I have a thing for house museums, particularly those of the upper crust during the Gilded Age (1890s- 19-teens). More of less, the owners were titans of industry (transportation, steel, publishing) and amassed vast wealth very quickly. They were considered "new money" of their day for their lavish spending on what was considered tacky for the time. Go figure.
More than anything, they spent on their houses and the decor, often collecting artifacts from around the world. (Walking into one of these near-100 year old estates isn't just a walk back in American history, but World history.) They wanted visitors to know they had long money. And the art, design, decor, engineering, technology were the best of their day.
And when their day was done, they often left their entire estates to the State or a preservation society as a living museum. So quite often, you get to see the house as it was lived in. Entering these homes is like stepping into a DeLorean.
Anytime I've visited one of these home museums, a guide or a fellow tourist inevitably makes a reference to either Hearst Castle or Biltmore, the largest home in America. I crossed Biltmore off the list in January. (It's gigantic, but not nearly as impressive as Hearst.) Hearst, on the other side of the country, took a little linger to get to, but it was sooo worth the journey.
The estate belonged to William Hearst, the founder of Hearst publications. He started with newspapers, then delved into magazines. Maybe you've heard of some of them: Cosmo, Esquire, Town & Country? His fortune during his lifetime fluctuated between $250m-$400m, not adjusted for inflation. Easily, he was worth a few billion by modern standards.
The backstory is that his family owned the land that Hearst now sits on and used it as a cattle ranch. Hearst grew up there. After his mother died, he began building his dream house with the help of Julia Morgan, California's first licensed female architect. Beginning in 1919, they spent nearly nearly 30 years on the 115 room mansion and guest houses. The main house was unfinished at his death (and now).
So onto the castle. This is the view from the drive up from the visitor's center.
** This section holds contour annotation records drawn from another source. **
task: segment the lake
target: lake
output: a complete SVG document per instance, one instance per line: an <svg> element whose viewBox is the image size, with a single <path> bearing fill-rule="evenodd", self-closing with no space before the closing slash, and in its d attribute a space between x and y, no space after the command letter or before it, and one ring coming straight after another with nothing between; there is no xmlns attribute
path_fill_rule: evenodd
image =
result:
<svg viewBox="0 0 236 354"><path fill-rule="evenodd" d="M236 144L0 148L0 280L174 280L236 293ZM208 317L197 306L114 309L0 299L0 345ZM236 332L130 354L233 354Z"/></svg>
To give you a sense of the land, it's about a 15 minute ride from the parking lot to the castle, which sits on about 85,000 acres now. In its heyday, the acreage was 350k.
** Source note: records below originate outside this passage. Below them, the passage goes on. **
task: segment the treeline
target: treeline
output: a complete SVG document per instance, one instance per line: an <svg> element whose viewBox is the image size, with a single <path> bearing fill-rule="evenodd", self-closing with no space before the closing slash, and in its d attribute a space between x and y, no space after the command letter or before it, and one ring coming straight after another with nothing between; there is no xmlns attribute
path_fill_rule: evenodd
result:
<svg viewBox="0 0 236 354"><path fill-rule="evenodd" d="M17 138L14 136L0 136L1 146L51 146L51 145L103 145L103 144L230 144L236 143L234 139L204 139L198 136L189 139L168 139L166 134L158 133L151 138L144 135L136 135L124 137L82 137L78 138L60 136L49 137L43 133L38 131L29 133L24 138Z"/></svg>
Hearst was married, but he lived in the castle, his vacation home, with his much younger girlfriend, an actress, while his wife and kids lived on the East Coast. When Hearst died, he left 51 percent of his estate to his girlfriend, who actually gave it back to the family. She had her own money from Hollywood and never liked the perception that she was with Hearst for his money. I mean, she admitted it started that way, but in the end, it was love.
Our first stop on the tour was here (below), which looks like the main entrance, but isn't. That big structure in the background isn't even the main house. LOL.
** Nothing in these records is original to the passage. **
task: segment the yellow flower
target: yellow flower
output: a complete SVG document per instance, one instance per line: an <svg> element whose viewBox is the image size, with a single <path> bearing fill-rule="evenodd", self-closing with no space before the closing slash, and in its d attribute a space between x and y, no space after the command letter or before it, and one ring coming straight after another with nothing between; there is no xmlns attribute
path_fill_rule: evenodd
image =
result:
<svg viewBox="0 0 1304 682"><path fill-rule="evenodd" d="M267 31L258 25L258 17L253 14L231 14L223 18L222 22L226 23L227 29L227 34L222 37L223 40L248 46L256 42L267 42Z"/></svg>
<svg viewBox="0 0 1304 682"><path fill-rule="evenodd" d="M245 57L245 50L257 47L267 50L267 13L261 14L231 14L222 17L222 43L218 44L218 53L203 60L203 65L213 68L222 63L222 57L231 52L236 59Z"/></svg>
This (below) is the structure in the background in the picture above. It's one of the many cottages Heart built for his guests. The tour guide noted that this isn't even the biggest cottage. Ha! I included a couple detail shots just you could see, well, the details. No expense was spared here, or anywhere else on the estate.
THIS is the house!!! If you look closely, you can see that the front and the back are two different colors. Again, that's because after nearly 30 years of building, the house was never finished. It reminded me of the Catholic churches I saw in Brazil. And that's intentional. He wanted a house that looked like a cathedral.
This is part of the side of the house, and the entrance we used to enter for the first floor tour.
The courtyard:
I loved this statue. Chick is chilling so hard. LOL. It's a pretty suggestive statue, one that might not line up with a house that looks like a church. Notably, Hearst wasn't all that religious. He considered himself Christian, but didn't claim any specific denomination.
A few details of the facade, which given the detail, had to take a few years:
Are you ready to go inside?
Let's start in the living room. The castle is heavy on antiques. Hearst was a huge collector, beginning in childhood. He has the literal fortune right at the end of World War I when Europe was financially devastated and works of Art were being sold far below market value. There was also no regulation on what could be sold out of the country. Most of this stuff couldn't cross the border today.
The dining room, which shows just how seriously Hearst took the castle motif and indicates his fondness for entertaining.
The game room. I've seen a lot of super big houses. I've noticed that folks who like to pack a room often run out of stuff to pack it with, so they buy two of everything, even if it's redundant. There was a similar room at Biltmore (which didn't allow pictures inside).
Hearst's girlfriend was a movie star, and lots of his friends were Hollywood big shots. It only makes sense that he would have a movie theater, right? This was the end of the first floor tour, so we had to rush out. Otherwise I would have tried to get a better shot, and a shot from the front of the room, so you could see the number of seats. There were at least 50.
I had some down time before my next tour, which included the private bedrooms. I wandered around the estate checking out the views to kill time.
And I found the other cottages that the guide mentioned at the beginning of the tour. I kinda wished I had taken that tour too. Maybe next time. Husband said he wants to come here, so I guess that means I'll be back!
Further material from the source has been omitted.